Papa: a violação dos direitos humanos nos territórios de guerra é intolerável

Após a oração do Angelus, Francisco recordou o Dia Mundial do Enfermo e que “há muitas pessoas hoje a quem é negado o direito a ser curado, portanto, o direito à vida!” “Penso naqueles que vivem na pobreza extrema; mas também nos territórios de guerra”, disse o Papa.

Após a oração mariana do Angelus, deste domingo (11/02), Francisco recordou a canonização da primeira santa argentina Maria Antónia de San José, mais conhecida como Mama Antula, na Basílica de São Pedro, na missa celebrada algumas horas antes do Angelus.

Hoje, foi canonizada Maria Antónia de Paz e Figueroa, uma santa argentina. Vamos aplaudir a nova santa!

A seguir, o Pontífice recordou que, neste domingo, celebra-se o Dia Mundial do Enfermo, memória de Nossa Senhora de Lourdes, “que este ano chama a atenção para a importância das relações na doença”.
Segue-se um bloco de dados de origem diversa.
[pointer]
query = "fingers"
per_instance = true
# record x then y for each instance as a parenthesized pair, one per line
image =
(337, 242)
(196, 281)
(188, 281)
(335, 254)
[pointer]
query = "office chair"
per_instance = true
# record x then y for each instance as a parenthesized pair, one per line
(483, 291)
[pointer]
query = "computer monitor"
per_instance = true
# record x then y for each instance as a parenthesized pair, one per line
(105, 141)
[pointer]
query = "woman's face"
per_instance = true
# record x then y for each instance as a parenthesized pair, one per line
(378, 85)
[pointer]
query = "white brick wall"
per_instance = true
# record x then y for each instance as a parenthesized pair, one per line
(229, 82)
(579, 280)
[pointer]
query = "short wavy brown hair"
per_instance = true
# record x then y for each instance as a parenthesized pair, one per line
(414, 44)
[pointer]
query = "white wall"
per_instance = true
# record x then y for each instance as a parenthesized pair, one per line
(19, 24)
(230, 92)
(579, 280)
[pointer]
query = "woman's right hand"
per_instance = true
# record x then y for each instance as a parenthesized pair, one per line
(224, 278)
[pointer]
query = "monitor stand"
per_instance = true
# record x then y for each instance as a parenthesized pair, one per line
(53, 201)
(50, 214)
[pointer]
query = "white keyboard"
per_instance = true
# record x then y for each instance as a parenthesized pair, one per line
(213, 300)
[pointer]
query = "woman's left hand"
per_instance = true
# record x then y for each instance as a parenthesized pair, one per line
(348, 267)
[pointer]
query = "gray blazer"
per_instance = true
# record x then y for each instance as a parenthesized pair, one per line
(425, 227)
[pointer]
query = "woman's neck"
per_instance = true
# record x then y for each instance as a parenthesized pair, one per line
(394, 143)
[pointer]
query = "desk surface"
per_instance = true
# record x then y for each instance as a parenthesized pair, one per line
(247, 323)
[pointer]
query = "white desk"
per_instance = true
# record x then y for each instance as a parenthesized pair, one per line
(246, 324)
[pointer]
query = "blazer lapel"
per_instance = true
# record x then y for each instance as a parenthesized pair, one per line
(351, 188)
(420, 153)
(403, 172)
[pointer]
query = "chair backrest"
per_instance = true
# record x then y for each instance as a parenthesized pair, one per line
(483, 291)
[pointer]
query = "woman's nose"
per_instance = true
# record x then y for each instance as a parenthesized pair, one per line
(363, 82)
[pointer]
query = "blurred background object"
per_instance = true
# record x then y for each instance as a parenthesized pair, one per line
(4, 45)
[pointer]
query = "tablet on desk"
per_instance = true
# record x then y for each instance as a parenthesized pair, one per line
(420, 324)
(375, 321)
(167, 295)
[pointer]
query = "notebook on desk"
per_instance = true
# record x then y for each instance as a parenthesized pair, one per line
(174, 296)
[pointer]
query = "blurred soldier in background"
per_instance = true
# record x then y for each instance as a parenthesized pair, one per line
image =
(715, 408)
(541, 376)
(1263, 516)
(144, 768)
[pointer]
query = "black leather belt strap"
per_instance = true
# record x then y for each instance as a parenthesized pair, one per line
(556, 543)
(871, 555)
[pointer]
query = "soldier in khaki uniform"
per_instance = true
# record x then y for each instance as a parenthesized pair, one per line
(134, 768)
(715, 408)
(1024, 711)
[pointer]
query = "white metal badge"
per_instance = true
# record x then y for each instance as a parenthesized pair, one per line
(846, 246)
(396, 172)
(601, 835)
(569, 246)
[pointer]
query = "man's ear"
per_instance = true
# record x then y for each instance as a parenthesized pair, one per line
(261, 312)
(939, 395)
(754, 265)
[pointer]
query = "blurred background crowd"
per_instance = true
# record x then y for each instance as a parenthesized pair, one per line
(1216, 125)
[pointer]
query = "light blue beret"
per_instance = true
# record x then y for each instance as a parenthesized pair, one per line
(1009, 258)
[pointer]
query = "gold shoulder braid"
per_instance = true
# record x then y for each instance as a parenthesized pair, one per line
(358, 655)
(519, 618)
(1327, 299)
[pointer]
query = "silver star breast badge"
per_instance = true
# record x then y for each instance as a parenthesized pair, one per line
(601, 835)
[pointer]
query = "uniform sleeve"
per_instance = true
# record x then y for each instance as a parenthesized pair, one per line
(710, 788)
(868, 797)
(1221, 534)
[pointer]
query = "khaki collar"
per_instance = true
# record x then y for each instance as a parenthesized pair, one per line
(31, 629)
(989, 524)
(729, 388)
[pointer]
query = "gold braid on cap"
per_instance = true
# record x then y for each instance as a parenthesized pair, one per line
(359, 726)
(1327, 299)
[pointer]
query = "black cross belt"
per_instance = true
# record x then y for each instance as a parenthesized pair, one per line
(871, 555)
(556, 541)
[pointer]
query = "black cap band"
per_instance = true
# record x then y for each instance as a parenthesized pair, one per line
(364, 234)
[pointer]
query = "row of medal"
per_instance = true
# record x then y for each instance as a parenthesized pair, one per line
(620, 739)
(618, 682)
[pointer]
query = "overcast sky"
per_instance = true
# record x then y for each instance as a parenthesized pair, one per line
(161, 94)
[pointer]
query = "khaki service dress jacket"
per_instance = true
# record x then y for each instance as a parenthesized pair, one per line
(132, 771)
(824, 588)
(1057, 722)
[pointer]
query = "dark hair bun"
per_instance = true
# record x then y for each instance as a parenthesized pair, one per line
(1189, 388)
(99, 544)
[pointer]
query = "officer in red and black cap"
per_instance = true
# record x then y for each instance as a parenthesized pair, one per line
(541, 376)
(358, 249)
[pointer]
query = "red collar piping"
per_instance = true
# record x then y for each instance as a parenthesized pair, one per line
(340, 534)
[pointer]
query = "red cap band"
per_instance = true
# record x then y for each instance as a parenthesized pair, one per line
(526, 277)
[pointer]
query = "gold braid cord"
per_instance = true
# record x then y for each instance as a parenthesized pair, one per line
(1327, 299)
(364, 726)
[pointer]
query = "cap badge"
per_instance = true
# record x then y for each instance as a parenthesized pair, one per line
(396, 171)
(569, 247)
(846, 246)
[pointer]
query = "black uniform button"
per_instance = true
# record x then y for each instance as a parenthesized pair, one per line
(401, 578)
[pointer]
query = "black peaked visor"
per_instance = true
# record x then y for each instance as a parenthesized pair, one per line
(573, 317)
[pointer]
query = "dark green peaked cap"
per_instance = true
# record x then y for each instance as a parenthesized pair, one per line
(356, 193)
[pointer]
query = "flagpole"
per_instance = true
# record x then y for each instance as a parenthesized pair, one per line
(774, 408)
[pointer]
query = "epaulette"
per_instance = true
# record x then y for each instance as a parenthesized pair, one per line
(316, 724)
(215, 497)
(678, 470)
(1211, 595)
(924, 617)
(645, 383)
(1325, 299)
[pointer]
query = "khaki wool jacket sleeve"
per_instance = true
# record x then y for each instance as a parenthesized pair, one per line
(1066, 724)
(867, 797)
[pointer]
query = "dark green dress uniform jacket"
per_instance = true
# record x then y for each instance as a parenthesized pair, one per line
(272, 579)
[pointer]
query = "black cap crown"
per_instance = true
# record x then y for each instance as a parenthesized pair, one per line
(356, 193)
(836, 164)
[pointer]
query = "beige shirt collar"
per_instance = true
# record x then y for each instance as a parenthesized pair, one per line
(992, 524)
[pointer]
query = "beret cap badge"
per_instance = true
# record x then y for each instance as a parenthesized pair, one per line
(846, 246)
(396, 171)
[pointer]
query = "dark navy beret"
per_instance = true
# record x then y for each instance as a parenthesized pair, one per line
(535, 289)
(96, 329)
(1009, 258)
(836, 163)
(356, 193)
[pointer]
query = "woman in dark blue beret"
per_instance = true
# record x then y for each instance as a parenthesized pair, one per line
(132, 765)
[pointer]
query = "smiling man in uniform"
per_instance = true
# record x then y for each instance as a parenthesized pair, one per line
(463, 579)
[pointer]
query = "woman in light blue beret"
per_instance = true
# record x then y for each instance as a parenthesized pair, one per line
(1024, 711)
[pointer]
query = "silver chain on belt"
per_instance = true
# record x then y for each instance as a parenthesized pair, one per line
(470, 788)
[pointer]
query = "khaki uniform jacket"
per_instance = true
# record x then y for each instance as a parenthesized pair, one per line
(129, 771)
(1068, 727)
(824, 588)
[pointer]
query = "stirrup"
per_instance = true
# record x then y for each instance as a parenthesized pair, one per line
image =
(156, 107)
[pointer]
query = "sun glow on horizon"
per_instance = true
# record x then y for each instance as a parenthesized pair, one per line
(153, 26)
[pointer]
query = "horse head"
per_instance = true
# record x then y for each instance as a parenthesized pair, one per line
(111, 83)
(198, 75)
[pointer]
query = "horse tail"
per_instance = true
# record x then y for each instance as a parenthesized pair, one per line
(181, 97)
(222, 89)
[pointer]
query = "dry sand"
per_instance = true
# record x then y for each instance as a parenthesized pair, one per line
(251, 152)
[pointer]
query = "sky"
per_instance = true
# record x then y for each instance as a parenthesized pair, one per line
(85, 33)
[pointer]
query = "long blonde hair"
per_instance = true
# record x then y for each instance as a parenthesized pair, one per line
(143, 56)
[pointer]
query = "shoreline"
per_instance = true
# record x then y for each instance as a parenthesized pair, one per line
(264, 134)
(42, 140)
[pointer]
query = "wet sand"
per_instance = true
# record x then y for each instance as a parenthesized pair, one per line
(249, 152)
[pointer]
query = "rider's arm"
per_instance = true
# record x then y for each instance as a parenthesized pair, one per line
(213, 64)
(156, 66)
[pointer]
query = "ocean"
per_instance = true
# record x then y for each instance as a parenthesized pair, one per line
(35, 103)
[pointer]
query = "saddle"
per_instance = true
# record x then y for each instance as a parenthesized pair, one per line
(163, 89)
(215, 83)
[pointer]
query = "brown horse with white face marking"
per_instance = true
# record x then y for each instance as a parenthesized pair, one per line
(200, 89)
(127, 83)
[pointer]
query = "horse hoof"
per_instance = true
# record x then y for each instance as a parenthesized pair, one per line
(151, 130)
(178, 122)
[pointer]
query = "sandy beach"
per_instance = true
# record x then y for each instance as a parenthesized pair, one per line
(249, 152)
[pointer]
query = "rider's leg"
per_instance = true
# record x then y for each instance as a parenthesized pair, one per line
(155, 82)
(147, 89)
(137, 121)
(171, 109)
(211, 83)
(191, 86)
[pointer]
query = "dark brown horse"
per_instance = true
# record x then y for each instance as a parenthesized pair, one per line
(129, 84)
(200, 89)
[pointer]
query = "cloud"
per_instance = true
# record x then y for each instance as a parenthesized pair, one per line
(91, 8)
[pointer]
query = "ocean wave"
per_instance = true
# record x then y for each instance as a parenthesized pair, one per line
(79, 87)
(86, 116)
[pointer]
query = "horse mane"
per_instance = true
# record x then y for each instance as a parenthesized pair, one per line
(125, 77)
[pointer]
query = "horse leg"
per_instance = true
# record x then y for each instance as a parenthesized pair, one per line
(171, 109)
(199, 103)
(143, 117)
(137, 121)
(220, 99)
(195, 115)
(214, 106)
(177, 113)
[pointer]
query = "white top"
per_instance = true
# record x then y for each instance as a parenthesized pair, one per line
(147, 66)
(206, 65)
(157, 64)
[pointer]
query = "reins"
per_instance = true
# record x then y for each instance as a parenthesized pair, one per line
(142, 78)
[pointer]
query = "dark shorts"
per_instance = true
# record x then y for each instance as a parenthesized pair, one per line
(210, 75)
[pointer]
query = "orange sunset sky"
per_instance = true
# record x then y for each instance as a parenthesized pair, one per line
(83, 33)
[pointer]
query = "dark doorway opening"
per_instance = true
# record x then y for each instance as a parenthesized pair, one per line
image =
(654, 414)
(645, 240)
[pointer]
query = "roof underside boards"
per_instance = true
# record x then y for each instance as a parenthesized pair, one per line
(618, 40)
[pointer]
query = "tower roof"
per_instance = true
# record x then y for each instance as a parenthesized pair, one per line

A primeira coisa de que precisamos quando estamos doentes é da proximidade dos entes queridos, dos profissionais de saúde e, no coração, da proximidade de Deus. Todos nós somos chamados a estar perto de quem sofre, a visitar os doentes, como Jesus nos ensina no Evangelho. É por isso que hoje quero expressar minha proximidade e a de toda a Igreja a todas as pessoas doentes ou mais frágeis. Não nos esqueçamos do estilo de Deus: proximidade, compaixão e ternura. Mas neste dia, irmãos e irmãs, não podemos ficar em silêncio sobre o fato de que há muitas pessoas hoje a quem é negado o direito a ser curado, portanto, o direito à vida! Penso naqueles que vivem na pobreza extrema; mas também nos territórios de guerra: ali, os direitos humanos fundamentais são violados todos os dias! Isso é intolerável. Rezemos pela martirizada Ucrânia, pela Palestina e por Israel, rezemos por Mianmar e por todos os povos martirizados pela guerra.

Por fim, o Papa saudou os romanos e peregrinos de vários países, incluindo os brasileiros de Brasília e Portugal, e pediu a todos para não se esquecerem de rezar por ele.